Yeah right. They stayed retired less than a year – long enough for Michael to bounce back and to recruit their daughter, Monica, 24 years old and until now working at the Bank of Montreal, into the front-of-house fold. Most interestingly, they moved back downtown – to King Street East. On Eglinton, there were no local rivals. Down here, they are surrounded by the distinct but powerful Italian houses of Biagio, Terroni and Romagna Mia. How they will fare remains to be seen, but there is no diminution in the quality of service from Il Mulino’s glory days – especially if you are an old friend from Forest Hill. And Alan Hilario is in the kitchen here as he was at Il Mulino: indeed, the menu looks uncannily similar to the simple, high-end, traditional pan-Italian card that proved such a success up there.

The room is different. Il Mulino was white; Carisma is black (walls, ceiling and furniture) with a huge, round, marble-topped bar in the centre, where single male condottieri come for an early, after-work dinner. It’s cool and comfortable and already packed, though it’s far too soon to assess the food with any degree of long-term accuracy.
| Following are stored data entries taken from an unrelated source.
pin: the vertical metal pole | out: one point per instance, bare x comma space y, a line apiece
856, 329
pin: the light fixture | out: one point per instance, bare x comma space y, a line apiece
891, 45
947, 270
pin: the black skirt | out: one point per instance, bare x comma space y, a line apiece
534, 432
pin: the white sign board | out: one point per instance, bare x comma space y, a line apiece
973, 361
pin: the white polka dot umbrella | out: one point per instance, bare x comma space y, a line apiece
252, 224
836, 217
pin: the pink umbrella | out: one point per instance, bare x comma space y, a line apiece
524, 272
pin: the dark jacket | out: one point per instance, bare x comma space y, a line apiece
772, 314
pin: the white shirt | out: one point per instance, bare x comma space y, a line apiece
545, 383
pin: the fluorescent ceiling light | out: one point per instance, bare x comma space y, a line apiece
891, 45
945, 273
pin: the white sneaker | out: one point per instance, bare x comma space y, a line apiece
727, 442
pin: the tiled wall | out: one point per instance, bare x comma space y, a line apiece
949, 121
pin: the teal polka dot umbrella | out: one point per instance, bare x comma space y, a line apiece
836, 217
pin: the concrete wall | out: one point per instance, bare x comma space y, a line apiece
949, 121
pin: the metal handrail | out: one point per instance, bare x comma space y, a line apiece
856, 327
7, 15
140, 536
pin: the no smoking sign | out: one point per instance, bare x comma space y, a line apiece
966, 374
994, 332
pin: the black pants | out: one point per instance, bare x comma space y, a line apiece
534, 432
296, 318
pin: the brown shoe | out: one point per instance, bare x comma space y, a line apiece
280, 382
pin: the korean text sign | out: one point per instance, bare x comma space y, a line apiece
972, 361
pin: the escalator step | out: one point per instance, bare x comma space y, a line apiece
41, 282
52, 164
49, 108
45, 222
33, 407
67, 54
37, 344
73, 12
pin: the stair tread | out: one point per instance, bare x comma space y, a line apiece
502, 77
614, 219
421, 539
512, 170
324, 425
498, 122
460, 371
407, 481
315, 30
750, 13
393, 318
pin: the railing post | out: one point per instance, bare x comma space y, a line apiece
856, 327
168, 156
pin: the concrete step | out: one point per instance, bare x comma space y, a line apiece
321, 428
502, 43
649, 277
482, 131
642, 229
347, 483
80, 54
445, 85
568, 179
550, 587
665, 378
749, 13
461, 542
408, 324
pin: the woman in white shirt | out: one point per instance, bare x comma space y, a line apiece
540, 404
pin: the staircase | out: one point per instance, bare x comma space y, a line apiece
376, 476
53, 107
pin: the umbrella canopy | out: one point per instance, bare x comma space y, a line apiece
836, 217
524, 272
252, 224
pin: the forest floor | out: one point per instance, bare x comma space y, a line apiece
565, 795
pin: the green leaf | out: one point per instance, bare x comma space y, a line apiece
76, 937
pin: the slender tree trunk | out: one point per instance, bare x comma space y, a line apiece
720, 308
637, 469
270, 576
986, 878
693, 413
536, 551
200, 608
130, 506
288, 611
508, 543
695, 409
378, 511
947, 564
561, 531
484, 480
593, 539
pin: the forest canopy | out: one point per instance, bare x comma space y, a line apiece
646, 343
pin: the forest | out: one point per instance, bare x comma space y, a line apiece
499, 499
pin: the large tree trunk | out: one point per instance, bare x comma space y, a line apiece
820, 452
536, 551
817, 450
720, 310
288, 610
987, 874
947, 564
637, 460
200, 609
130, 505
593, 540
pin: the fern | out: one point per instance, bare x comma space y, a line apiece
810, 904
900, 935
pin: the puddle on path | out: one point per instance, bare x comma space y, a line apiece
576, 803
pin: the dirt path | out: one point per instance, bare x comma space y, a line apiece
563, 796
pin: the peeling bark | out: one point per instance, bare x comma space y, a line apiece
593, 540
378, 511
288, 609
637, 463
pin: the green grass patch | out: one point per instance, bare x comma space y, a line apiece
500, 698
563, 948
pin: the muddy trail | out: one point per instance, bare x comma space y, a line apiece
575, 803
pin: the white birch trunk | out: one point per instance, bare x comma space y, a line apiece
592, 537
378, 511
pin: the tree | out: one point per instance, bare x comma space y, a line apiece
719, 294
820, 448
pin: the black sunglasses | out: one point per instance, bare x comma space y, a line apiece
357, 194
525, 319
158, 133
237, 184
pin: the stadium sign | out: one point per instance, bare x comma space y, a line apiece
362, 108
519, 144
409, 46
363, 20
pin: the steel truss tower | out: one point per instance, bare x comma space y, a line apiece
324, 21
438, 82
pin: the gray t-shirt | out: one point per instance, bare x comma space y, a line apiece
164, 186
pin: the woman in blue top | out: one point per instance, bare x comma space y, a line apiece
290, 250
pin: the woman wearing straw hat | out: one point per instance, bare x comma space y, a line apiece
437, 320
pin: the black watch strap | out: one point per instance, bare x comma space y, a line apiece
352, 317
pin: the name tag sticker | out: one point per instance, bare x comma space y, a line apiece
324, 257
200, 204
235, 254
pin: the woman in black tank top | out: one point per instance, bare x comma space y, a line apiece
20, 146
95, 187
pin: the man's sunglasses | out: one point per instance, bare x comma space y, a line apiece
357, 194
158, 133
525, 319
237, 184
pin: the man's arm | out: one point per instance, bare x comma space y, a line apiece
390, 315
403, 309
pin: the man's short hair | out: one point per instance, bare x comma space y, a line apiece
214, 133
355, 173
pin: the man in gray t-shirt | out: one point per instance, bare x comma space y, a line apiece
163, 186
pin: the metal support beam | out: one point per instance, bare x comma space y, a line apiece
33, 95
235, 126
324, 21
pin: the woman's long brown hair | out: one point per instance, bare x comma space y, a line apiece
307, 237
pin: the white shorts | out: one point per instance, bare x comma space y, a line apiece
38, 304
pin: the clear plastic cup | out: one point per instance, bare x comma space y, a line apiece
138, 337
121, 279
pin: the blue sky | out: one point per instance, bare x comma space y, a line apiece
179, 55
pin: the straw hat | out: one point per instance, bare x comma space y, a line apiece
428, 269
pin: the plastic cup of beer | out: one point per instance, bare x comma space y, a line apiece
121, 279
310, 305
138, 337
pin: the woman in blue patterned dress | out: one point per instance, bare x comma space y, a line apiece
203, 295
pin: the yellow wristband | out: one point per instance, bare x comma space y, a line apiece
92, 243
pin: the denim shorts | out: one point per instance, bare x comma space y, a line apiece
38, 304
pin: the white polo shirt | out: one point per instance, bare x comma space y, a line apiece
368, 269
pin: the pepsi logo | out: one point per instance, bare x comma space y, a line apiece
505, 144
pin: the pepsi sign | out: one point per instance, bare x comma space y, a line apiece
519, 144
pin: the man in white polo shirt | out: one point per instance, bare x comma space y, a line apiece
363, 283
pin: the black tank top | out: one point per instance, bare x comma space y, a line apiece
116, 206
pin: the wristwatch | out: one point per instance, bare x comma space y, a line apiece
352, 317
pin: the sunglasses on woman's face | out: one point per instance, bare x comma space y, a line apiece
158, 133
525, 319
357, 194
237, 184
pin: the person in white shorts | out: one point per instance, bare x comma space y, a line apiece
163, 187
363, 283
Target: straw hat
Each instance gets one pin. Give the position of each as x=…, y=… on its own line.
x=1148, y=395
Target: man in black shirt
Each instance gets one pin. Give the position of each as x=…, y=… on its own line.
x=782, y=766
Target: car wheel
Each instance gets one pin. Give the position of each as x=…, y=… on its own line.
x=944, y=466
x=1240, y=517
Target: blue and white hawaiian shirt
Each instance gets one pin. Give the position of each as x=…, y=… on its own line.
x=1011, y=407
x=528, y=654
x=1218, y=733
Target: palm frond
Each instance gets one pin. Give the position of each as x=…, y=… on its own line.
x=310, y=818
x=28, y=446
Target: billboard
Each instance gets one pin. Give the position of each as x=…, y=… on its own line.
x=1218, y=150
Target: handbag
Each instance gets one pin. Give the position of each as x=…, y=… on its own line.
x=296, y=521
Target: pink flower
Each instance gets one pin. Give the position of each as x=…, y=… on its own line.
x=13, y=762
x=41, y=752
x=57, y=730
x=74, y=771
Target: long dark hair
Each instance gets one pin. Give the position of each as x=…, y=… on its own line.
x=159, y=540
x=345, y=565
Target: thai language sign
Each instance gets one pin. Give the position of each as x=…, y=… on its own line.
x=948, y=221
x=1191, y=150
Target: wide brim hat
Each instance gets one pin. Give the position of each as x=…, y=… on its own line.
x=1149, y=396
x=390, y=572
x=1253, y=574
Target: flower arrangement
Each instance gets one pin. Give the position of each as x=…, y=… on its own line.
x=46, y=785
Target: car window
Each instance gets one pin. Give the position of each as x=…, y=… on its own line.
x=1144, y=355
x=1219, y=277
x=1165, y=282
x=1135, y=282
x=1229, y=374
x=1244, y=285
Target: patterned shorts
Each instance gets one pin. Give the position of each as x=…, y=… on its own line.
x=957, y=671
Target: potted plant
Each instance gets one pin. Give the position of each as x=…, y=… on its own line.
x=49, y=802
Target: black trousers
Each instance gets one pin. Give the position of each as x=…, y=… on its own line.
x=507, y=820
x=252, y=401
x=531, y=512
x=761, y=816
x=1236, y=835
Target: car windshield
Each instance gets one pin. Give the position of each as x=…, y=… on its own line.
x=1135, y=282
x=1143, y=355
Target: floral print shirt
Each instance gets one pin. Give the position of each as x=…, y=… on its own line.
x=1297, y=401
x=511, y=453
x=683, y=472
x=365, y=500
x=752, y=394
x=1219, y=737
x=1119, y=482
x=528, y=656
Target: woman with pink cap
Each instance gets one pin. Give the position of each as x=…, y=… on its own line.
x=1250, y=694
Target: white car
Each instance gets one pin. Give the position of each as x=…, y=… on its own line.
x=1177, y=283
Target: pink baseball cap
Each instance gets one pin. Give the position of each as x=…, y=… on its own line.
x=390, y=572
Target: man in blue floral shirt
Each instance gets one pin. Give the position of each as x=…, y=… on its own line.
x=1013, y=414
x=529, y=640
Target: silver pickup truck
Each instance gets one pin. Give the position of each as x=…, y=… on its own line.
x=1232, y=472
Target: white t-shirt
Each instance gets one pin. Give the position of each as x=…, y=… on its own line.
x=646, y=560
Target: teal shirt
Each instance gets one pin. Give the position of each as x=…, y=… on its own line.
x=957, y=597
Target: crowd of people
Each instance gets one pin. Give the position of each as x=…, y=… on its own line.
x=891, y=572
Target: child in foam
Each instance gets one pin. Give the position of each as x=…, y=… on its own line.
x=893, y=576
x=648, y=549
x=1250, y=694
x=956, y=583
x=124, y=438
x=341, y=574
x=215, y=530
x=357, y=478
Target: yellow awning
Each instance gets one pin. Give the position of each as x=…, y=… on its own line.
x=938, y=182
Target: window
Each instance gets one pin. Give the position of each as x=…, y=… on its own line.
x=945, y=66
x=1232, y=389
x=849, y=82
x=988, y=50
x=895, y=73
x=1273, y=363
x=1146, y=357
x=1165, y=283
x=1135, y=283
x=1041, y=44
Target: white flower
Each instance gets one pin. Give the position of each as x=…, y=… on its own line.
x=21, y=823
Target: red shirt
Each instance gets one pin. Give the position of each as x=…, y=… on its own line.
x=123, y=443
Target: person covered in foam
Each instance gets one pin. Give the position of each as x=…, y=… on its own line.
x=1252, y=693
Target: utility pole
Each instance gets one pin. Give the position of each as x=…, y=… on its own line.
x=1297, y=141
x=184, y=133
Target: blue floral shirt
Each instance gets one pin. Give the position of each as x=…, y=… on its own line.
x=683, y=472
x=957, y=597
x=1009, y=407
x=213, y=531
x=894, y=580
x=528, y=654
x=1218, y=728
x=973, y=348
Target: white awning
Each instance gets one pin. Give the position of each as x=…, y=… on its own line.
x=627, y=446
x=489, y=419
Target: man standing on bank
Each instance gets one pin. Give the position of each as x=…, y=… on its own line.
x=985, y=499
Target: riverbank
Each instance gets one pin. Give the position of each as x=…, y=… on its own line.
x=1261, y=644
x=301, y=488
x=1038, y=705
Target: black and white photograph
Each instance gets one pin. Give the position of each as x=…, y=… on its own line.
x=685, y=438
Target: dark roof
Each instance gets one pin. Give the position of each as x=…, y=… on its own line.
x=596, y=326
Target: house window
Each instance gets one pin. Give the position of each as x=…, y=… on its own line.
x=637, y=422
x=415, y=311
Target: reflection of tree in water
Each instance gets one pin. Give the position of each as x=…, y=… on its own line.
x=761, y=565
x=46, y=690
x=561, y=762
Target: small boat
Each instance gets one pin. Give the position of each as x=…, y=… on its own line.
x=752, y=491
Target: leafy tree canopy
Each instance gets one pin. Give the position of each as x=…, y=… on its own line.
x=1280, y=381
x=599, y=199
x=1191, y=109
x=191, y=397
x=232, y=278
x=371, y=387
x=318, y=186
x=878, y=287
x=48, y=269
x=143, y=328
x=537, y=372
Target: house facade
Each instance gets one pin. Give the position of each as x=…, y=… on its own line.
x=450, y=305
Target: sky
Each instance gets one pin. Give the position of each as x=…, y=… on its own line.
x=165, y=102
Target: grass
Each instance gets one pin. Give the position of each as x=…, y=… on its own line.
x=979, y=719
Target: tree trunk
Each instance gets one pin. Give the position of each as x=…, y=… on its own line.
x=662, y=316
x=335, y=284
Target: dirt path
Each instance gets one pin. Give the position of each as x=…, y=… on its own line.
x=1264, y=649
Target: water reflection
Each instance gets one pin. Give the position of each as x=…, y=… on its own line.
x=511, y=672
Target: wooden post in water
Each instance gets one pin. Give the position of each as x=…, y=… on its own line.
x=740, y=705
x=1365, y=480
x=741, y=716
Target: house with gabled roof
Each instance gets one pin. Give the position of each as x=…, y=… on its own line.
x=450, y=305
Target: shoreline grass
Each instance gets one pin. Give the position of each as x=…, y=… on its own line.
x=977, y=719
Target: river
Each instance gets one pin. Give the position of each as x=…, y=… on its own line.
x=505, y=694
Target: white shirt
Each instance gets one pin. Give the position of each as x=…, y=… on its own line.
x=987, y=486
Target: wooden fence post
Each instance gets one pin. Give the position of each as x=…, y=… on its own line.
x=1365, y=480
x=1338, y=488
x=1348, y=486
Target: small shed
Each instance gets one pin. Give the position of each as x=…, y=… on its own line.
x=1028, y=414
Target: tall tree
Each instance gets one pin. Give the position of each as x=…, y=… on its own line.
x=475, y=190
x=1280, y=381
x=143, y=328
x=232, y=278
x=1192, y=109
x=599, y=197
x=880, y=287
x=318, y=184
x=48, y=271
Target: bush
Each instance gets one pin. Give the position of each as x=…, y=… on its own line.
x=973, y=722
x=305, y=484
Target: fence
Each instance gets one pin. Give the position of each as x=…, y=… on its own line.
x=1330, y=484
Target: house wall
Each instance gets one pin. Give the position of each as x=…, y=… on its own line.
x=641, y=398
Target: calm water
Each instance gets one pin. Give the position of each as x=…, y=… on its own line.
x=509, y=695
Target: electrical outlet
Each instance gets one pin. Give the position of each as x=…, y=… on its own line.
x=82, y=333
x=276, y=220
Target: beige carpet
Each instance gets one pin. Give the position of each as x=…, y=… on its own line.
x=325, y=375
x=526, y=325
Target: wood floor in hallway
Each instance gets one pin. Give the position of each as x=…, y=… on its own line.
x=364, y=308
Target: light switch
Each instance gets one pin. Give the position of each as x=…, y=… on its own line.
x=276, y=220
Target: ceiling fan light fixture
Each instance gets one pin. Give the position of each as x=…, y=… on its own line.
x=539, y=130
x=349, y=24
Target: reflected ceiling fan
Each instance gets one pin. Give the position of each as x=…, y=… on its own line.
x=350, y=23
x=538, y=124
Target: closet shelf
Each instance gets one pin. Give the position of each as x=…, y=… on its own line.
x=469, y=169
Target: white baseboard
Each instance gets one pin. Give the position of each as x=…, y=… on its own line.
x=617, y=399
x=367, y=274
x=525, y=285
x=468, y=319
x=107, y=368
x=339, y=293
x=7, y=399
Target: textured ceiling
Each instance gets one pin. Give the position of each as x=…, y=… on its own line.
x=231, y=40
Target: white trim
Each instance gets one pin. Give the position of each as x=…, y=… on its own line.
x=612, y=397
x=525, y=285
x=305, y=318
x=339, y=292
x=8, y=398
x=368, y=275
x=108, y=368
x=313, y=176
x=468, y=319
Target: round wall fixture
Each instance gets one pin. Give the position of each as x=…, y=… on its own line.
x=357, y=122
Not all the dishes are firing on all cylinders yet but you can still find some precocious treats.

Pan-seared scallops are crusted on the surface, rare inside, paired up with wilted baby spinach and little snippets of oyster mushroom that echo the texture of the scallops and share in the flattering glory of a saffron, lemon and white wine sauce.

Chanterelles, peas and a chardonnay sauce lift a lobster risotto out of the earth’s gravitational pull even when the delicious lobster tail is itself a tad clenched. Nerves, perhaps – or a moment too long in the pan.

More of those super chanterelles (so fresh they are almost crunchy) find their way into the tangled embrace of a dish of very fresh tagliolini tossed with slivers of duck confit and zoomed with thyme and white truffle oil.

A fillet of beef on the bone is crusty on the surface, red and oozy on the inside… It’s lovely to see this cut – keeping the mignon and the bone together adds needed flavour to the tender muscle – but the vegetables (asparagus, peppers, green beans) seem a touch old school.

Not that there’s anything wrong with old school. Old school service is what sets Carisma apart in this cynical and insincere age – and people love it.